Twitter a annoncé aujourd'hui le déploiement progressif d'une interface simplifiée pour signaler les tweets dits "abusifs", derrière lesquels se cachent quatre catégories de contenus : usurpation d'identité, publication d'informations privées, harcèlement, et automutilation ou suicide (sic) :

Actuellement, les utilisateurs qui signalent ces messages à Twitter doivent remplir un formulaire relativement long, qui peut décourager les internautes. Celui-ci exige notamment une "description complémentaire du problème", et demande à celui qui signale un message ou un compte de livrer quelques informations sur lui, comme son nom ou son adresse e-mail. Le signalement doit ensuite être virtuellement "signé" en saisissant son nom complet, ce qui donne un aspect solennel au signalement, qui peut là encore décourager les réactions épidermiques.

Toutes ces lourdeurs, qui sont aussi des protections pour éviter les suspensions trop expéditives de comptes, disparaissent dans la nouvelle interface présentée mercredi par Twitter, qui laisse place à l'efficacité avant tout. Mais en simplifiant énormément sa procédure d'alerte, Twitter prend le risque de voir le nombre de demandes guidées par l'émotion se multiplier, et d'être noyé sous des vérifications impossibles à faire.

Dans ses règles qui étaient rappelées sur l'actuel formulaire mais qui ne sont plus affichées avec le nouveau procédé, le réseau social prévient que "Twitter fournit une plateforme de communication internationale englobant une grande variété d'utilisateurs ayant des idées, des opinions et des perspectives différentes" et que "conformément à notre politique, nous n'intervenons pas sur les contenus ni dans les conflits entre utilisateurs".

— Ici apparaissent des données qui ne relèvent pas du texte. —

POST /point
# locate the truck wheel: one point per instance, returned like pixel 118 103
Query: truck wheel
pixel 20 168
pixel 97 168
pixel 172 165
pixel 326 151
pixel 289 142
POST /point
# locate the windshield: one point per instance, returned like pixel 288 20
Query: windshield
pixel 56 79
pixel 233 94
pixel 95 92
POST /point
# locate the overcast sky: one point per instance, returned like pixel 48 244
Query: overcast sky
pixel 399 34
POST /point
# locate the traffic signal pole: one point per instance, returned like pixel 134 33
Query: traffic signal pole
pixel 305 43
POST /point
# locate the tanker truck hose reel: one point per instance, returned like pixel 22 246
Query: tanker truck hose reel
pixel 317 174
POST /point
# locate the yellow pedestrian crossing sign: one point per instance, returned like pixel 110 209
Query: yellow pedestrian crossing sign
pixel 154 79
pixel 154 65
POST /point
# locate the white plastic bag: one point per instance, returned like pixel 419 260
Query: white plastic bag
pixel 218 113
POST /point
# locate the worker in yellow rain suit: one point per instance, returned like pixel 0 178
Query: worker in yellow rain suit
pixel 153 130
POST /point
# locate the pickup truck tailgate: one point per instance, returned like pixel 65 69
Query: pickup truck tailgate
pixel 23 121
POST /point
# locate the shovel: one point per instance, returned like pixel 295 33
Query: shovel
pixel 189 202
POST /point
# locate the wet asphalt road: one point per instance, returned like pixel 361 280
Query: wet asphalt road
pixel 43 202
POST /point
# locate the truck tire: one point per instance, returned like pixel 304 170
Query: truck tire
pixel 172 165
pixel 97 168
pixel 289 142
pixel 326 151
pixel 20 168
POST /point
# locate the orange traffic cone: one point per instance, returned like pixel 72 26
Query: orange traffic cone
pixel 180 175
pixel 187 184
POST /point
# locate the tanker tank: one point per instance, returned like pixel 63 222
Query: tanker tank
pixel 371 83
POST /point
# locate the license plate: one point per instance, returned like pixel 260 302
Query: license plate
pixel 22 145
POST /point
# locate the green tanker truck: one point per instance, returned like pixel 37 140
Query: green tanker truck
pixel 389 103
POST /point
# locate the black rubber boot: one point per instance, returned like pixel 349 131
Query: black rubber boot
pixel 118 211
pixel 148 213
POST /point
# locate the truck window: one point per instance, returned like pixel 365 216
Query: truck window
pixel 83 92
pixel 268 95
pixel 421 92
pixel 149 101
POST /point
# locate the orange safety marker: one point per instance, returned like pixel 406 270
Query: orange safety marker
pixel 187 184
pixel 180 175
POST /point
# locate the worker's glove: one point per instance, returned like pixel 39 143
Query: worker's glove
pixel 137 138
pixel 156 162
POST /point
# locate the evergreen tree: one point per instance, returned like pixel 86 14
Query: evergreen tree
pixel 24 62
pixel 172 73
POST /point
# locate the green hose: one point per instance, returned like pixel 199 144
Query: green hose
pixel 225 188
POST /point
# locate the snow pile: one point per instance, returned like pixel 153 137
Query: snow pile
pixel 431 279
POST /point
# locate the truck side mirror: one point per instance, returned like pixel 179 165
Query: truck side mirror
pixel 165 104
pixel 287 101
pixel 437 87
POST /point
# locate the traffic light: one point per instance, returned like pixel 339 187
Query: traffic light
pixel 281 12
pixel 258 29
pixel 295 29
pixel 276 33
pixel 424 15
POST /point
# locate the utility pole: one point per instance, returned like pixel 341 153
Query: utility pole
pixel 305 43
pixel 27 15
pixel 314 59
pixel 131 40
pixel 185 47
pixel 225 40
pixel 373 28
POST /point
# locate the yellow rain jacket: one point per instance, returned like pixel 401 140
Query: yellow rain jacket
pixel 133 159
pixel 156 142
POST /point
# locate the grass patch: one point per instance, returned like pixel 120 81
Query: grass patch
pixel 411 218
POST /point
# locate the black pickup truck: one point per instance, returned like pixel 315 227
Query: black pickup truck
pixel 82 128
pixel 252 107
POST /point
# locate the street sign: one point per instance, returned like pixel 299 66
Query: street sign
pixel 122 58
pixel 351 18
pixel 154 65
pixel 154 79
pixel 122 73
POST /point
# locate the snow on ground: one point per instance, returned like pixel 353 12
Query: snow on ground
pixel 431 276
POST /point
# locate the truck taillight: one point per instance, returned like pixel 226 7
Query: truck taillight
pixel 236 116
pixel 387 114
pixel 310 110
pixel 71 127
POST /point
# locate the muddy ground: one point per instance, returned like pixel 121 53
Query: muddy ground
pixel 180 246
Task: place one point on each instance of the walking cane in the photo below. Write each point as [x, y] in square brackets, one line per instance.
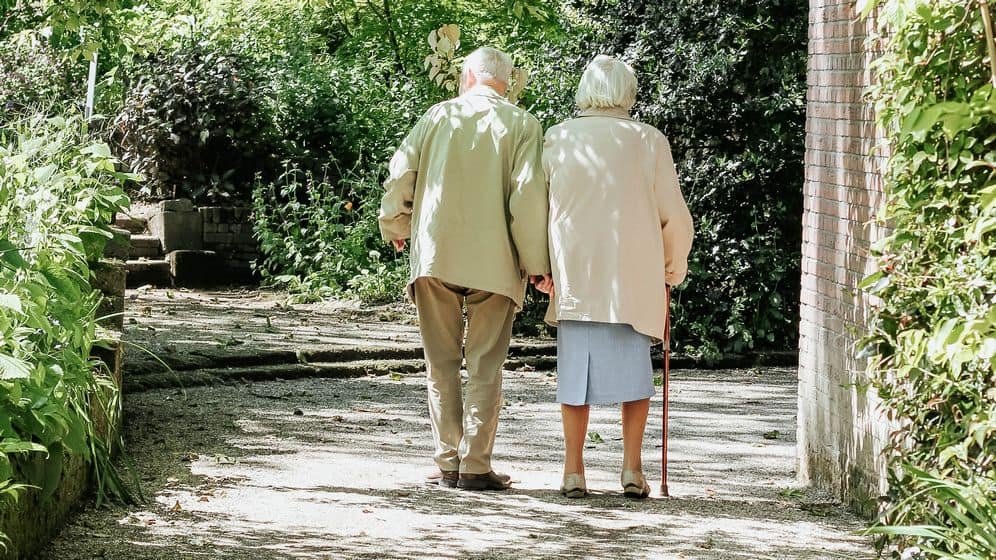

"Les utilisateurs sont autorisés à publier des contenus, y compris potentiellement provocateurs, s'ils ne constituent pas une violation du Règlement de Twitter et des Conditions d'utilisation. Twitter ne vérifie pas les contenus et ne supprime pas les contenus potentiellement choquants, sauf si ceux-ci constituent une violation du Règlement de Twitter et des Conditions d'utilisation", rappelle-t-il.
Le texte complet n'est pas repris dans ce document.